Eramuslim – DARI Abu Bakar ash-Shiddiq, beliau berkata, “Aku melihat tapak kaki kaum musyrikin ketika kami bersembunyi di dalam gua, dan orang-orang tersebut tepat di atas kepala kami. Lalu aku berkata, ‘Ya Rasulullah, andaikata seorang dari mereka itu melihat ke bawah kakinya maka pasti mereka akan melihat tempat kita ini. Beliau saw bersabda, Wahai Abu bakar, apakah engkau mengira bahwa kita hanya berdua? Allah adalah yang ketiga dari kita ini.”(HR. Imam Bukhari dan Muslim)
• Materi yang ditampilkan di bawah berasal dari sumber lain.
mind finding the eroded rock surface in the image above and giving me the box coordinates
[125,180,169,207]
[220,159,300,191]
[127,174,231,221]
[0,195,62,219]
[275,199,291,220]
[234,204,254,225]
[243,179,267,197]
Nah, saudaraku. Kalau kita misalnya menyebut Allah sebagai yang ketiga’, seperti pada hadits tersebut, maka jangan membayangkan kita menjadi bertiga dengan Allah dalam bentuk sebagaimana kita sehari-hari. Karena Allahu Ahad itu bukan berarti angka satu” dalam bilangan kita.
Kalau angka satu bilangan kita dapat ditemui dari mana saja. Misalnya setengah ditambah setengah, dua dikurang satu, sepertiga dikali tiga, atau dua dibagi dua. Satunya kita bisa penjumlahan, pengurangan, pengalian dan pembagian. Tapi Allahu Ahad tidak bisa dari sisi mana pun.
Allahu Ahad berbeda dengan satu-nYa kita. Maksudnya, Allah tidak harus wujud. Seperti sekarang saudara sedang membaca tulisan ini, Allah pasti hadir dan menyaksikan. Misalkan saat membaca tulisan ini saudara sendirian, maka saudara bisa menyebut Allah sebagai yang kedua. Saudara sedang berdua dengan Allah.
Tidak sulit bagi kita meyakini sesuatu yang tidak terlihat. Seperti udara dan gaya gravitasi, kita meyakininya ada meski tidak tampak. Sama dengan elektron, proton, atau listrik juga tidak tampak, mungkin baru terlihat ketika ada yang salah pegang kabel.